So, what I do as you can under the search appearance, you can make it where your top things are showing first. Like all of your number ones, or you can flip it and make it all of your like number 99.
And so, it can be helpful to flip it and say what here is related but out of left field, like I said nothing about this. Maybe somebody commented on this post with this sentence, this long tail keyword, but I did not cover this in this post. It’s adjacent.
But I don’t know why it came up for that. On page 99, it didn’t really come up for it. But it’s there somewhere. The algorithm noticed it. It was seen by the algorithm out of the corner, the algorithms eye.
Write that post and support this post, it doesn’t mean, “Oh, I should go add this heading into this post.” No, you should not, you should leave that post how it is and go write that post and link to your bigger post.
Jillian Leslie 20:43
Paula Rollo 20:44
So, if you find a heading that you’re like, oh, my gosh, I can’t believe I didn’t cover that, because I’m covering the history of cloth diapers, or the history of diapers. And I didn’t cover this big, influential thing that happened in the 1920s with diapering.

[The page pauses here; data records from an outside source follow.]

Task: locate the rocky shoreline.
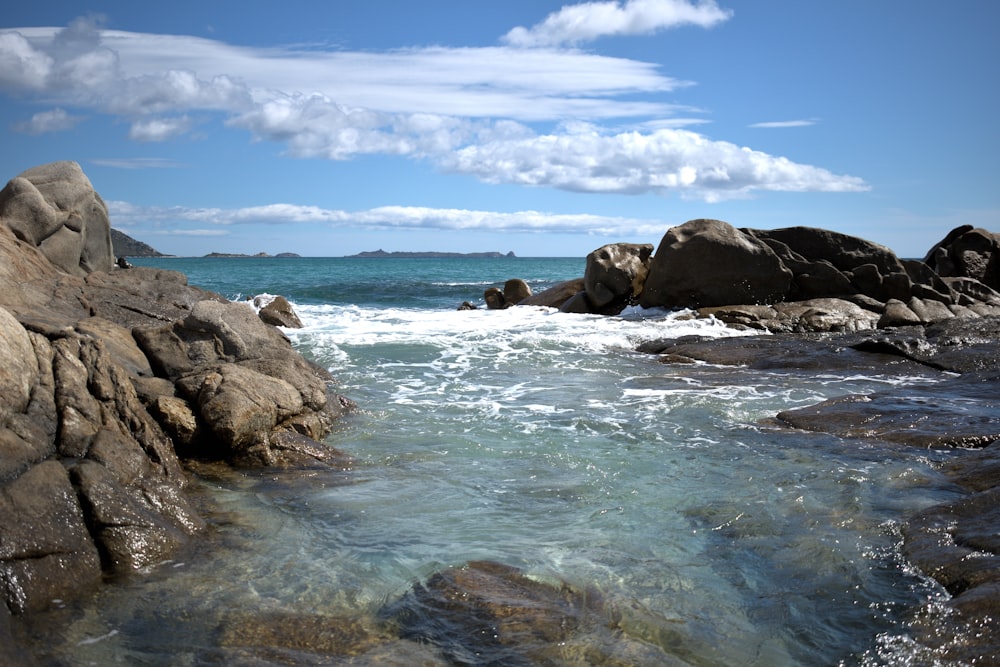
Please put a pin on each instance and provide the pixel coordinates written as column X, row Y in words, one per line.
column 112, row 378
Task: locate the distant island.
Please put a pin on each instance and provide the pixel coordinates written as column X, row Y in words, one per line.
column 382, row 253
column 239, row 254
column 124, row 245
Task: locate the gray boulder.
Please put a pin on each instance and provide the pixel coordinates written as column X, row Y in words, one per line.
column 91, row 421
column 278, row 312
column 711, row 263
column 55, row 208
column 615, row 275
column 968, row 252
column 555, row 296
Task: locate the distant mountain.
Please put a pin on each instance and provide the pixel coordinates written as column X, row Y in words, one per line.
column 382, row 253
column 124, row 245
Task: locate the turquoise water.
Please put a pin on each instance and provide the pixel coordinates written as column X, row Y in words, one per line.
column 540, row 440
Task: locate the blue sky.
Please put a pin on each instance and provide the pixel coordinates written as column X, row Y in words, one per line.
column 546, row 128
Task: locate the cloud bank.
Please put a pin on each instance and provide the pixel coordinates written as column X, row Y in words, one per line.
column 127, row 215
column 591, row 20
column 541, row 117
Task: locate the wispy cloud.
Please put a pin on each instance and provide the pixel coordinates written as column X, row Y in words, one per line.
column 806, row 122
column 591, row 20
column 136, row 163
column 474, row 111
column 384, row 217
column 44, row 122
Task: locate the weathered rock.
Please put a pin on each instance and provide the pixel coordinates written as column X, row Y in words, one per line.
column 555, row 296
column 55, row 208
column 968, row 252
column 515, row 291
column 46, row 551
column 705, row 263
column 19, row 372
column 957, row 544
column 277, row 312
column 813, row 315
column 615, row 275
column 89, row 480
column 494, row 298
column 950, row 413
column 490, row 614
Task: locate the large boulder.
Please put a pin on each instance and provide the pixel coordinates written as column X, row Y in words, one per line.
column 55, row 208
column 91, row 422
column 711, row 263
column 615, row 275
column 968, row 252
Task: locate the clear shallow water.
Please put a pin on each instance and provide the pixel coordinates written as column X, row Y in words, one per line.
column 539, row 440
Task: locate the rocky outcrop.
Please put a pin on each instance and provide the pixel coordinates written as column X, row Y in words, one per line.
column 277, row 311
column 107, row 376
column 967, row 252
column 954, row 543
column 615, row 275
column 514, row 292
column 55, row 208
column 711, row 263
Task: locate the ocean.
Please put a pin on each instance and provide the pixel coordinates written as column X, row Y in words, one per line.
column 543, row 441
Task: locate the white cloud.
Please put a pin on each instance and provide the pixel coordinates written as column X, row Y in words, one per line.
column 22, row 66
column 787, row 123
column 159, row 129
column 124, row 214
column 663, row 161
column 43, row 122
column 464, row 110
column 590, row 20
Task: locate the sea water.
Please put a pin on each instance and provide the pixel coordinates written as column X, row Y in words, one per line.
column 544, row 441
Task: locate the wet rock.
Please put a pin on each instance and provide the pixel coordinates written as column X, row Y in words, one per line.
column 555, row 296
column 962, row 412
column 46, row 551
column 813, row 315
column 90, row 483
column 515, row 291
column 487, row 613
column 957, row 544
column 705, row 263
column 615, row 275
column 272, row 629
column 277, row 312
column 494, row 298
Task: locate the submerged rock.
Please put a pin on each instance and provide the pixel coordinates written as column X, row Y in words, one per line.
column 487, row 613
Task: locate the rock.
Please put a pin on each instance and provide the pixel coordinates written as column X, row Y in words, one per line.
column 897, row 314
column 19, row 372
column 957, row 544
column 90, row 482
column 705, row 263
column 46, row 552
column 951, row 413
column 615, row 275
column 968, row 252
column 515, row 291
column 843, row 252
column 277, row 312
column 579, row 304
column 54, row 207
column 555, row 296
column 487, row 613
column 813, row 315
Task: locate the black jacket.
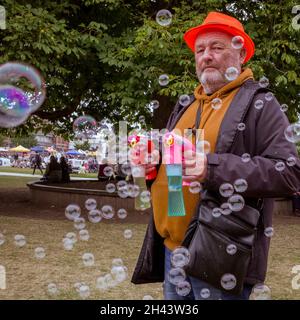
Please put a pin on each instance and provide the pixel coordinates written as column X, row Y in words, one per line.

Again, I know nothing about the history of diapering. I didn’t cover it, that should be a heading in the post, if you’re realizing like this would enhance this post. And it makes sense in the context of the posts that I’m writing, and I left it out.
Then absolutely add that as a heading in your post, but you’re going to find in Search Console, a lot of left field things on the topic that you can write about. And that’s the gems that you’re trying to pull out to write supporting content that’s not repetitive.
I’m going to link to this post where they’re going to see the exact same information, again, just written differently, so that I don’t have repetitive content in the eyes of the algorithm. Absolutely not, you want to write something new and different and fresh.
Jillian Leslie 21:34
Ooh, so you’re not worried about the fact that this is ranking on the 99th page in Google search, you’re looking at it from the perspective of there are gems in here, like I don’t care where it’s ranking.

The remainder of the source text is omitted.